You would think a Catholic apologetics book would include quotations from, well, Catholics more than Protestants, but If Protestantism is True does the opposite. As a matter of fact, the single most quoted Christian is Protestant scholar Alister McGrath!
I quote him the most for two reasons:
- He gets Protestantism, and
- His book, Christianity’s Dangerous Idea, is a like a readable encyclopedia
Regarding #1, McGrath demonstrates Protestantism’s lack of interpretive authority and indeed, the impossibility of one being accepted, given the bedrock principle of sola Scriptura. More on how he deals with the repercussions of this momentarily.

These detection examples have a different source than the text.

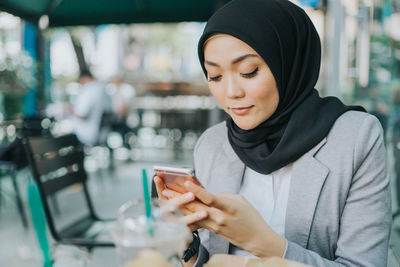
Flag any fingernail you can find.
[184,192,193,200]
[197,211,207,218]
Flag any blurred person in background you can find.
[154,0,392,267]
[108,76,136,144]
[70,70,111,145]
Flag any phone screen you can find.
[153,166,201,193]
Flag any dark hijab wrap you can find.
[198,0,365,174]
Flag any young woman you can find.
[154,0,391,266]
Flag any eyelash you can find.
[208,67,258,82]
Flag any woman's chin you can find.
[233,118,258,130]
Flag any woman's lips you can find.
[231,106,254,116]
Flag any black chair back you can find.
[24,134,112,247]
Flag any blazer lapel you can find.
[285,139,329,248]
[209,141,245,257]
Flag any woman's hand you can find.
[185,182,286,257]
[153,176,208,232]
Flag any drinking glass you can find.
[111,199,191,267]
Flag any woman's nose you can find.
[226,77,245,98]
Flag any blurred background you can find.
[0,0,400,266]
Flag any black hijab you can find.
[198,0,365,174]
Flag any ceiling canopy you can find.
[0,0,229,27]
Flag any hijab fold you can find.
[198,0,365,174]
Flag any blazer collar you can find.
[285,138,329,248]
[209,138,329,257]
[209,140,245,257]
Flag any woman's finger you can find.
[183,210,208,225]
[184,181,230,213]
[169,192,194,207]
[162,189,182,199]
[153,176,168,199]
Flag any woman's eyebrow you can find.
[204,54,258,67]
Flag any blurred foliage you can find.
[0,50,36,96]
[0,53,36,119]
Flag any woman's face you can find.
[204,34,279,130]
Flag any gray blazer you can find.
[194,111,391,267]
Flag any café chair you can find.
[24,134,114,249]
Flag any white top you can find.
[229,163,293,257]
[72,81,111,145]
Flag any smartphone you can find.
[153,165,201,193]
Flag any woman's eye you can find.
[208,75,222,82]
[241,67,258,78]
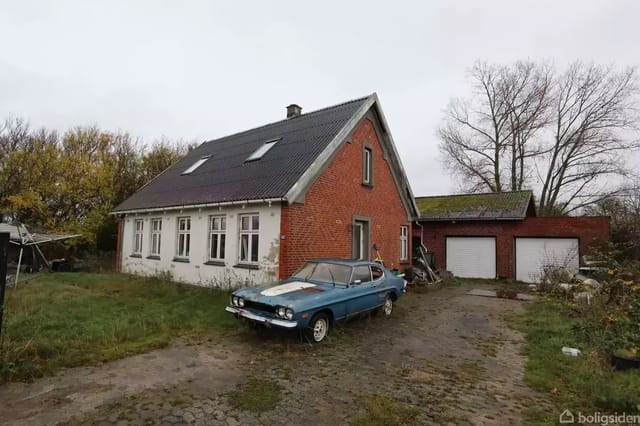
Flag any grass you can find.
[0,273,236,380]
[507,299,640,424]
[227,378,282,414]
[351,395,420,426]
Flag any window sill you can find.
[204,260,226,266]
[233,263,260,270]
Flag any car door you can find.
[347,265,382,316]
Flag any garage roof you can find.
[416,191,536,221]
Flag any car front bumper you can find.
[225,306,298,328]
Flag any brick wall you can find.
[420,217,609,278]
[280,118,411,278]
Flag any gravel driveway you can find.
[0,286,547,426]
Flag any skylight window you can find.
[245,138,280,163]
[182,155,211,175]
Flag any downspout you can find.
[415,220,424,247]
[115,217,124,272]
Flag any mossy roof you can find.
[416,191,535,220]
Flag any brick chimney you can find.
[287,104,302,118]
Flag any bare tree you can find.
[539,62,640,215]
[439,62,640,216]
[503,62,552,191]
[439,62,551,192]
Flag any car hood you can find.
[233,280,338,307]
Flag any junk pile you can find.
[404,244,442,285]
[540,266,602,305]
[0,223,80,285]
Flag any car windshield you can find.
[292,262,351,285]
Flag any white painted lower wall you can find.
[121,203,280,288]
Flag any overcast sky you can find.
[0,0,640,195]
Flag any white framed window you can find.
[176,217,191,258]
[133,219,144,255]
[182,155,211,175]
[149,219,162,256]
[400,225,409,260]
[244,138,280,163]
[239,213,260,263]
[362,146,373,185]
[209,216,227,261]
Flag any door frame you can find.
[351,215,371,260]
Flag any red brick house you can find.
[113,94,417,286]
[413,191,609,282]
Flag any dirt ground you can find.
[0,287,549,426]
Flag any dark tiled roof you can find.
[114,97,368,212]
[416,191,535,220]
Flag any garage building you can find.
[413,191,609,282]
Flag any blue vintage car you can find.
[226,259,406,342]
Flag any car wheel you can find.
[307,313,329,343]
[382,294,393,317]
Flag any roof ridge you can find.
[416,189,533,199]
[199,93,375,146]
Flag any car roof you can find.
[309,259,382,266]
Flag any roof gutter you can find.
[109,197,287,216]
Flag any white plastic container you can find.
[562,346,582,356]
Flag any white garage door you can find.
[446,237,496,278]
[516,238,579,283]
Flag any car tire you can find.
[381,294,393,317]
[307,312,330,343]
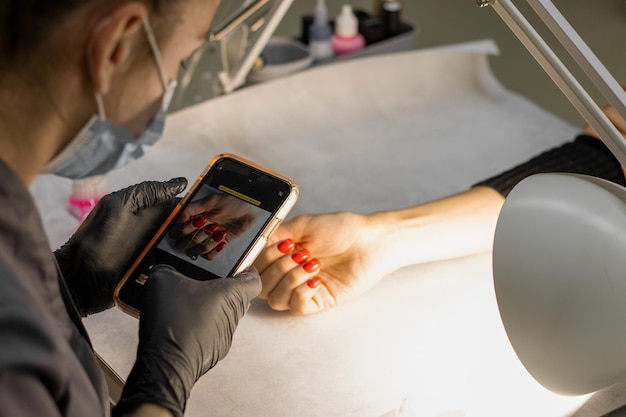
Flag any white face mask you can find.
[43,20,177,179]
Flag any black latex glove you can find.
[113,265,261,417]
[54,178,187,317]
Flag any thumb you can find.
[126,177,187,213]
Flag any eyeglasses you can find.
[170,0,293,111]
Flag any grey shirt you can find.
[0,161,109,417]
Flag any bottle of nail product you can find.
[331,4,365,56]
[67,176,107,222]
[309,0,334,61]
[382,0,402,38]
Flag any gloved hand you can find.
[113,265,261,417]
[54,178,187,317]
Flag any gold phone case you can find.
[113,153,299,318]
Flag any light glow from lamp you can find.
[477,0,626,394]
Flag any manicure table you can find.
[31,41,586,417]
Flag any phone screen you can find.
[118,157,294,310]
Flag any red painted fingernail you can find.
[191,214,209,229]
[277,239,296,253]
[204,223,220,236]
[211,230,226,242]
[302,259,321,273]
[291,249,311,264]
[306,277,322,288]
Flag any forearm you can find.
[369,187,504,270]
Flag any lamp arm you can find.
[476,0,626,166]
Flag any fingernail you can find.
[168,177,187,184]
[211,230,226,242]
[306,277,322,288]
[277,239,296,253]
[291,249,311,264]
[191,214,209,229]
[302,259,321,273]
[204,223,220,236]
[215,242,226,253]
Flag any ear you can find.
[87,2,148,94]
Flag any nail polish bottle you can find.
[309,0,334,62]
[383,0,402,38]
[331,4,365,56]
[67,175,106,222]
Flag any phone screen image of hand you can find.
[116,157,298,315]
[155,185,272,280]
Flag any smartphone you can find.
[114,154,298,317]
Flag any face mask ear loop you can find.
[95,93,107,120]
[142,16,169,90]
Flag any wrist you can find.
[368,187,504,272]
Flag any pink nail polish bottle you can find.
[330,4,365,56]
[67,176,106,222]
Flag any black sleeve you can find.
[472,135,626,197]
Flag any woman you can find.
[0,0,260,416]
[255,101,626,314]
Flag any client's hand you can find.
[255,212,395,314]
[54,178,187,316]
[169,194,255,260]
[113,265,261,417]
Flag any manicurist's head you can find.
[0,0,219,184]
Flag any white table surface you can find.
[32,42,596,417]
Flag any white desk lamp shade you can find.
[493,174,626,394]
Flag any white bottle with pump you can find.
[309,0,334,61]
[331,4,365,56]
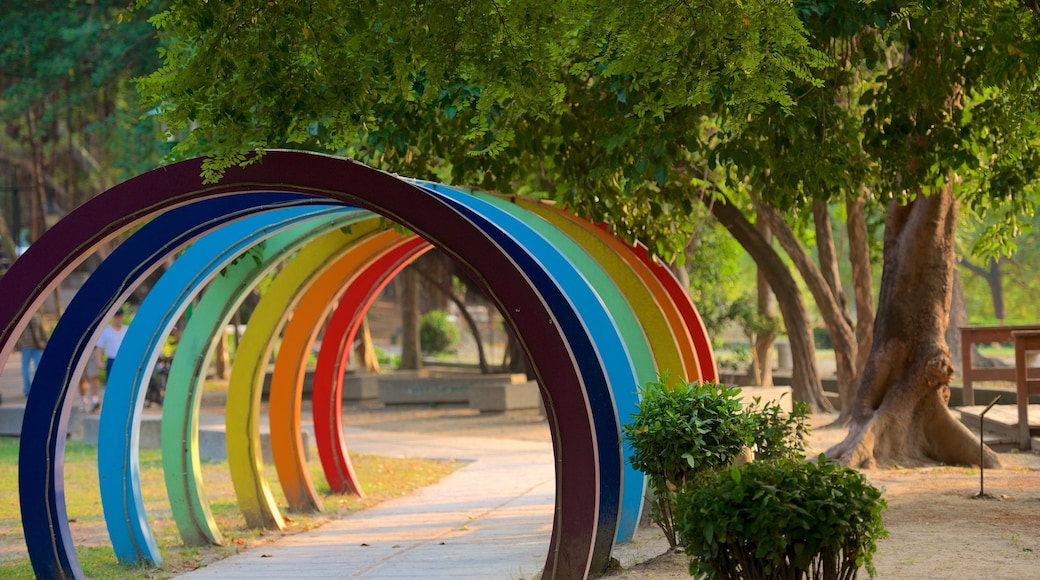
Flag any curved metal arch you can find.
[162,210,379,545]
[104,206,366,561]
[0,152,690,577]
[13,192,314,577]
[268,236,432,503]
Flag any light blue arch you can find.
[98,206,355,563]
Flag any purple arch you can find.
[0,152,600,578]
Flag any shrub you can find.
[419,310,460,354]
[622,375,751,548]
[675,455,887,580]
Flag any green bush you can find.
[419,310,460,354]
[675,455,887,580]
[622,375,752,548]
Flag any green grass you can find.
[0,438,461,580]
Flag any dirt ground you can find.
[344,407,1040,580]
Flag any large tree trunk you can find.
[827,189,999,467]
[702,192,834,412]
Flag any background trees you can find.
[0,1,164,264]
[134,0,1040,464]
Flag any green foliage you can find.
[622,376,752,491]
[419,310,461,354]
[676,455,887,580]
[622,376,752,548]
[622,375,808,548]
[374,346,400,368]
[139,0,827,261]
[748,397,809,462]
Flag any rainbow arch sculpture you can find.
[0,151,717,578]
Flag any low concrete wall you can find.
[343,374,380,402]
[469,380,542,413]
[83,415,311,464]
[0,404,83,439]
[199,425,311,464]
[379,371,527,404]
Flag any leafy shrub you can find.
[675,455,887,580]
[419,310,460,354]
[622,375,751,548]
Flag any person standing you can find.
[98,310,127,399]
[79,348,101,413]
[18,311,47,397]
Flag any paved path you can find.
[181,428,555,579]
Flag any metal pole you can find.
[976,395,1000,498]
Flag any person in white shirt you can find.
[90,310,127,412]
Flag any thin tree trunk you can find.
[400,267,422,370]
[0,212,18,270]
[961,258,1006,324]
[751,219,777,387]
[701,192,834,412]
[354,316,380,374]
[827,189,999,468]
[25,109,47,243]
[412,265,491,374]
[757,203,857,413]
[946,268,968,380]
[846,191,874,377]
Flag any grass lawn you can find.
[0,438,461,580]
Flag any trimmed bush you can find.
[675,455,887,580]
[622,376,752,548]
[419,310,460,354]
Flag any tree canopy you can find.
[140,0,827,258]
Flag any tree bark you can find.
[846,191,874,386]
[757,203,858,421]
[827,189,999,468]
[400,267,422,370]
[946,268,968,374]
[701,192,834,412]
[354,316,380,374]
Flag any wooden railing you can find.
[960,324,1040,406]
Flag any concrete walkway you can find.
[174,428,555,579]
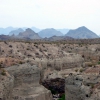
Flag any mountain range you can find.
[65,26,99,39]
[0,26,100,40]
[38,28,63,38]
[17,28,41,39]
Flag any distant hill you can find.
[0,27,17,35]
[65,26,99,39]
[56,28,69,34]
[38,28,63,38]
[18,28,41,39]
[22,27,41,33]
[45,36,73,41]
[9,28,24,36]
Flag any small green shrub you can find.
[98,61,100,64]
[1,70,6,76]
[59,94,65,100]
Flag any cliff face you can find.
[65,74,100,100]
[0,64,52,100]
[0,73,14,100]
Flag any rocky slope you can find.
[0,41,100,100]
[65,66,100,100]
[0,64,52,100]
[18,28,41,39]
[66,26,99,39]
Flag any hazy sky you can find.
[0,0,100,34]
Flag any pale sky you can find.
[0,0,100,34]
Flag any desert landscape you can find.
[0,38,100,100]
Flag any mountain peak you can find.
[66,26,99,39]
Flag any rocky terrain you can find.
[0,40,100,100]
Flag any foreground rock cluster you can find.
[0,64,52,100]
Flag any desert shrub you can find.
[1,69,6,76]
[80,69,84,73]
[9,45,12,48]
[98,61,100,64]
[75,69,78,72]
[59,94,65,100]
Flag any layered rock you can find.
[1,64,52,100]
[65,74,100,100]
[35,53,84,79]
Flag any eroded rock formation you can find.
[0,64,52,100]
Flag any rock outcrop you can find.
[65,74,100,100]
[0,64,52,100]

For #2, though I own multiple books by McGrath, including a textbook on the Reformation, Christianity’s Dangerous Idea–a popular work–is quoted almost exclusively. He takes a broad sweep through the Reformation but hits on the most important people and events, narrating a meta-history that analyzes the currents and trends that have shaped Protestantism. The bibliography for this book is enormous, drawing from his decades of research on the Reformation.
So why, we might ask, isn’t McGrath a Catholic or Orthodox? He sees the problems inherent in Protestantism, so why hasn’t he swum the Tiber (or the Bosporus)?
Based on what I have read of him, McGrath, who is also a scientist, is enamored of the idea that Protestantism is like an adaptable Christian organism that can evolve to fit any culture or circumstance or era. And this quicksilver adaptability is paradoxically enabled by Protestantism’s lack of authority!
With no Catholic Magisterium or dogmas providing boundaries, groups of Protestants have the license to come up with their own ideas–both good and bad, true and false–and make the Gospel “fit” their time and place. McGrath points to the explosive rise of Pentecostalism in the Global South–including Catholic countries in Latin America–as evidence of Protestantism’s evolutionary capabilities.
Now you can see why I quote him so much. Protestants like Luther and Calvin and Zwingli and the Anabaptists provide the grist, and McGrath’s analysis drives the mill. Ironically, then, the book is of Protestants and by Protestants to show Protestants that Protestantism is unworkable, with the Catholic Church then presented as the compelling alternative.